Pour voir si le risque hérité et les signaux sanguins pouvaient se renforcer mutuellement, les scientifiques ont calculé un score de risque polygénique pour la maladie coronarienne pour chaque personne. Ce score compresse l’information de millions de marqueurs d’ADN en une estimation unique de la prédisposition génétique aux artères bouchées. Comme prévu, les personnes ayant des scores élevés étaient plus susceptibles de faire des événements coronariens. Mais lorsque les chercheurs ont combiné le score génétique avec les deux piRNA et le statut tabagique, le risque estimé pour ceux dépassant un seuil de haut risque a encore augmenté, suggérant que ces signaux portés par le sang apportent une information supplémentaire au-delà de l’ADN seul.

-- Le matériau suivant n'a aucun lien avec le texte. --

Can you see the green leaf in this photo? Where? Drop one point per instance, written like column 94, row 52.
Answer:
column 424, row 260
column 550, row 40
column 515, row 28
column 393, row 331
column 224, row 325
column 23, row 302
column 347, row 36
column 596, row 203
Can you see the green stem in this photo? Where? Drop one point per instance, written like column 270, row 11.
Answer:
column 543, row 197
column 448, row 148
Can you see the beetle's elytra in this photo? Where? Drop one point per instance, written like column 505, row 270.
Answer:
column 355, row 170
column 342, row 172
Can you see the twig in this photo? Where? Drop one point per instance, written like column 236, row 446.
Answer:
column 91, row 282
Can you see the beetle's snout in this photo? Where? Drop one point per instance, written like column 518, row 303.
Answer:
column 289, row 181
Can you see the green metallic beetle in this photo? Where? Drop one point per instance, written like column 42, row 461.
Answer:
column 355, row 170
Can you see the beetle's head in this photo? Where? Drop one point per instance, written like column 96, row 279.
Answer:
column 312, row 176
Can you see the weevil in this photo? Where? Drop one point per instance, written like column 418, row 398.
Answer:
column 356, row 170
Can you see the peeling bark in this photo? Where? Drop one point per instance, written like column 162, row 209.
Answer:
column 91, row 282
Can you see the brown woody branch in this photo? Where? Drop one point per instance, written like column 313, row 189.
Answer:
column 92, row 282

Ce que cela pourrait signifier pour les patients

Le travail en est encore au stade préliminaire et repose sur un groupe relativement restreint, et les résultats doivent être reproduits dans des populations plus larges et indépendantes avant de pouvoir influer sur la pratique médicale. Néanmoins, les résultats laissent entendre qu’une empreinte composée de petits fragments d’ARN, transportés dans des vésicules sanguines et analysée conjointement au profil génétique d’une personne, pourrait un jour aider les médecins à repérer ceux qui sont discrètement en route vers une maladie coronarienne. Cela permettrait une surveillance et une prévention plus ciblées — comme des changements de mode de vie ou un traitement plus précoces — pour les personnes les plus à risque, réduisant potentiellement le poids des infarctus et des affections connexes.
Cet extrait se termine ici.